I don't have the answers to this dilemma, but I am working hard to become more self-aware of my actions, to focus more on my kids' actual happiness and enjoyment than on what I THINK might make them happy.

We all have moments were we could do better- of course, we're human. But the fact is, there are millions of kids in this world who don't even have parents.  And even more who have them, but aren't loved or cared for by them.  We need to stop the guilt game.  If your children are loved, clothed, fed, and have a safe home to live in- YOU'RE WINNING!  Maybe you don't even have all of those boxes checked off, but you're working your hardest to get there-  you're winning too!

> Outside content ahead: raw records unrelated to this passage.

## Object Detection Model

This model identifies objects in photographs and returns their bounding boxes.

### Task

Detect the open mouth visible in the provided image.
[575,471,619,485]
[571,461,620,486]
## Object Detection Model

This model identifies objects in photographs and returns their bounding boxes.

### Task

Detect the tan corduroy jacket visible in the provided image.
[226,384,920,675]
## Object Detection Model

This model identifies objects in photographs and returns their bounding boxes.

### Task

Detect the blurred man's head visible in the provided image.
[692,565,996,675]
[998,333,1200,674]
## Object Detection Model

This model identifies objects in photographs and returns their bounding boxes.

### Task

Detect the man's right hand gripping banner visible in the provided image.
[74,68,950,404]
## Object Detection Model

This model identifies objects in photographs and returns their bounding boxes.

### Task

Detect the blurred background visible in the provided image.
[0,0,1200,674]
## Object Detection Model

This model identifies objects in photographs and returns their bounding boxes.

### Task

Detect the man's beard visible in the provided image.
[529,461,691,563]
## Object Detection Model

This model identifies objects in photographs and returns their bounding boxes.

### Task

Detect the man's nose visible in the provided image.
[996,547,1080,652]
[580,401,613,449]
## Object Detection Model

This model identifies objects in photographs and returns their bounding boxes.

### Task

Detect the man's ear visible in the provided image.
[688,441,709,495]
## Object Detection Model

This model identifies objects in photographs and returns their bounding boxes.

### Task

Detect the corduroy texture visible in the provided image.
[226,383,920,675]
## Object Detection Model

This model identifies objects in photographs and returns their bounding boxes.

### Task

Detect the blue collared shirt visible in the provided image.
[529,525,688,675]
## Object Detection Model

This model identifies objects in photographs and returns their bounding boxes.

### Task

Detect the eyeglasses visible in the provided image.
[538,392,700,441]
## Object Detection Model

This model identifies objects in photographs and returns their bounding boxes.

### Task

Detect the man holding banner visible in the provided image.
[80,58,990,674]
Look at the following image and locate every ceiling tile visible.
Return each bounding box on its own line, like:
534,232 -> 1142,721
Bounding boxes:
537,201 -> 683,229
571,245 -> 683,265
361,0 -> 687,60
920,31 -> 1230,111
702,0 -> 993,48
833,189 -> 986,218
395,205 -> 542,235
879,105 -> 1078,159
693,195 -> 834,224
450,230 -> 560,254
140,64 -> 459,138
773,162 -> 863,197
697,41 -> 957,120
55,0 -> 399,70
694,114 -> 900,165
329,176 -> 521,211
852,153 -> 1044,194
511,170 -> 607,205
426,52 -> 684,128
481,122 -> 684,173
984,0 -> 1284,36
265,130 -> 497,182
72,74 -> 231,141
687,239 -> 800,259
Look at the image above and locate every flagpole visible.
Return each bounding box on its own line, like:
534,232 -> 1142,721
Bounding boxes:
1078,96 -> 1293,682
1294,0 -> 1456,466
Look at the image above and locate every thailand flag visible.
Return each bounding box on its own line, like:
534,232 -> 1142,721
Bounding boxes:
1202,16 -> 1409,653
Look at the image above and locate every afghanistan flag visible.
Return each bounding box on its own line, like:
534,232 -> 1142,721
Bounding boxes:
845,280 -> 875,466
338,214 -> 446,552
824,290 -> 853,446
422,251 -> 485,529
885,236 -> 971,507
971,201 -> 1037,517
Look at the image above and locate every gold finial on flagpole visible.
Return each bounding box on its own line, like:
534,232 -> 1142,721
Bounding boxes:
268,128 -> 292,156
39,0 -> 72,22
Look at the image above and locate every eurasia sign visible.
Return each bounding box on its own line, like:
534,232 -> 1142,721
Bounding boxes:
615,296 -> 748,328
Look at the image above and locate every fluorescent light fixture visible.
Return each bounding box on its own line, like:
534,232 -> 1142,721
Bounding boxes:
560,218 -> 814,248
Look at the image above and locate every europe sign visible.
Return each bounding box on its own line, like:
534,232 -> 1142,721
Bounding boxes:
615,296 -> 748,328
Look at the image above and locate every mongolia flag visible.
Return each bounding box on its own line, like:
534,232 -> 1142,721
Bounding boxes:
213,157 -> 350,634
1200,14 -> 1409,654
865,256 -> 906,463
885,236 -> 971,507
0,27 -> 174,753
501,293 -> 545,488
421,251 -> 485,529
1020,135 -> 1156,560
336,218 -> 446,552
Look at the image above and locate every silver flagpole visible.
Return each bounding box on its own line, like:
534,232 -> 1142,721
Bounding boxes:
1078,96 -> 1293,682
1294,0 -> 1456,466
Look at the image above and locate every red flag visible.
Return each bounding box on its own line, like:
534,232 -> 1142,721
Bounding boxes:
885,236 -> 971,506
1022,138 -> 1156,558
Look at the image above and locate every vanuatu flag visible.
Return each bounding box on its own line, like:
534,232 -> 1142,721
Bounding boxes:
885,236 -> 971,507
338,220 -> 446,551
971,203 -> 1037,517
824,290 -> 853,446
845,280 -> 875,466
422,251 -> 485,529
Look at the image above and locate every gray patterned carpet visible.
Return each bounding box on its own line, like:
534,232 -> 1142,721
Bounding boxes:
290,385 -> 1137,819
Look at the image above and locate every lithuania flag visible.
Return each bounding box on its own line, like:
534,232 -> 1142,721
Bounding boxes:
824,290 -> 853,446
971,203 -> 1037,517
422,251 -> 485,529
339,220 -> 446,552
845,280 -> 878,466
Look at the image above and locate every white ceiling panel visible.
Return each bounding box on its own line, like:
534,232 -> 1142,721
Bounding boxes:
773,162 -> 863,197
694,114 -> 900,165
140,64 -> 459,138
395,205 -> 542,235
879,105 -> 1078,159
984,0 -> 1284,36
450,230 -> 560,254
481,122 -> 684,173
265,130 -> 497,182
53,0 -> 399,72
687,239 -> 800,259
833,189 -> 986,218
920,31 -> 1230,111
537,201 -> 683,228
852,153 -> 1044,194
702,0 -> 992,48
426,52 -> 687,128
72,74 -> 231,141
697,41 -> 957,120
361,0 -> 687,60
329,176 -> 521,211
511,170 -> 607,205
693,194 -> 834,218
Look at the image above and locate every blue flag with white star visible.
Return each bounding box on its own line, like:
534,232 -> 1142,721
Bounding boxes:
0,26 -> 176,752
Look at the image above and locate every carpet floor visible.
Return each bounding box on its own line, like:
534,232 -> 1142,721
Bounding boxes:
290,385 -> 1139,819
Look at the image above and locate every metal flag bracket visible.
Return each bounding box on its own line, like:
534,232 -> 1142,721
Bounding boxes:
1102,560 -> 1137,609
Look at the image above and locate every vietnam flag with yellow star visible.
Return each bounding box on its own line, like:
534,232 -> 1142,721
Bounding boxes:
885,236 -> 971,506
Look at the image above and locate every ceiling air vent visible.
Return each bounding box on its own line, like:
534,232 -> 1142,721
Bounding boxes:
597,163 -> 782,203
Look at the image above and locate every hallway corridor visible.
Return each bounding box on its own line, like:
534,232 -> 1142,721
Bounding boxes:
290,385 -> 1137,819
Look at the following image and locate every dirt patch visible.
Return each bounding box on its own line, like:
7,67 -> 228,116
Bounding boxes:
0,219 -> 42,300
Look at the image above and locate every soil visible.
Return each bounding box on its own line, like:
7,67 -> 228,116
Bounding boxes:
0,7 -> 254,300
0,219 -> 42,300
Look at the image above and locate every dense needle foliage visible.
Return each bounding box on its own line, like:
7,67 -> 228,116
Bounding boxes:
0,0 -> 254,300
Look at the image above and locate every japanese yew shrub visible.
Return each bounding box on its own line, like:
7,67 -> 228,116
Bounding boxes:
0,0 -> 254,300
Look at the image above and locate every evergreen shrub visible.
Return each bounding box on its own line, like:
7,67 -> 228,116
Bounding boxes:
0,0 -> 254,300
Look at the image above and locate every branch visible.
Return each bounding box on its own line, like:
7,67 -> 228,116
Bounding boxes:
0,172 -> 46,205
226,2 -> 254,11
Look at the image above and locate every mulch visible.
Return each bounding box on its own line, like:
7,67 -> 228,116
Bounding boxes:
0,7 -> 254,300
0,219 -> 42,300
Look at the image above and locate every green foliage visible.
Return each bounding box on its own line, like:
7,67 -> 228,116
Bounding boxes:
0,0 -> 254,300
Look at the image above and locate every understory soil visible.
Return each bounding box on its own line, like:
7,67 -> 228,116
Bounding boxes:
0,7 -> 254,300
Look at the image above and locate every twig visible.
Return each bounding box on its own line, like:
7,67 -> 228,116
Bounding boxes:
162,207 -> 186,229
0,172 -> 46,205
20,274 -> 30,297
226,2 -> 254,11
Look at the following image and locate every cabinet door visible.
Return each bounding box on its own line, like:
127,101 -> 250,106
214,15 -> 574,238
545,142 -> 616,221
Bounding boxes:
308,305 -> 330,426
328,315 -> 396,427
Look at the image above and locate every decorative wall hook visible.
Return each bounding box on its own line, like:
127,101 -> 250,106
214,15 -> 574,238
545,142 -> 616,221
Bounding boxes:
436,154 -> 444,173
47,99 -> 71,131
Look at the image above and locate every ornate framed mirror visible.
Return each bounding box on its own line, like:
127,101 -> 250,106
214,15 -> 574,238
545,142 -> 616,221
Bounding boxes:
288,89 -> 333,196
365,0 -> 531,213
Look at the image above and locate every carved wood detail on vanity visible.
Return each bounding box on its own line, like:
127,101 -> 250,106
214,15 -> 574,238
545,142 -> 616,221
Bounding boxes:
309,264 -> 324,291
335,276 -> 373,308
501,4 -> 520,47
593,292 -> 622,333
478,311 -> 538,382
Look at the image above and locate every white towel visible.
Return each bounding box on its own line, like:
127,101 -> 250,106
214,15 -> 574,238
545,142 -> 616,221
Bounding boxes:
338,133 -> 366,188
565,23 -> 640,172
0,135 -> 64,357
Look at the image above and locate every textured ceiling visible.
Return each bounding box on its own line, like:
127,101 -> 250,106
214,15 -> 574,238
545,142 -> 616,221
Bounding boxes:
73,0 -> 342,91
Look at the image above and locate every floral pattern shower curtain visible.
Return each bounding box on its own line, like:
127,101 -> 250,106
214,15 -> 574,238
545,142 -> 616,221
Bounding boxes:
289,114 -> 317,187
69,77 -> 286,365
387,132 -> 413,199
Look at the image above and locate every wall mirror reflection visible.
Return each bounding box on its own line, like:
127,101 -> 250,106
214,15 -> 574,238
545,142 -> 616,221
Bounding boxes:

At the end of the day, our kids aren't going to remember whether they had the best homemade costume, coolest pumpkin, most trick or treat events, or best porch decor-  they're going to remember having fun, and whether their parents were joining in on the fun with them or standing on the sidelines yelling at them.  I'm ashamed yet honest enough to admit there is typically more grouchy mom moments around here than the moments where I put my phone down, lower my expectations, and just have fun with my kids.  It's hard. But there's just got to be a better way.  Let me know if you've already found it.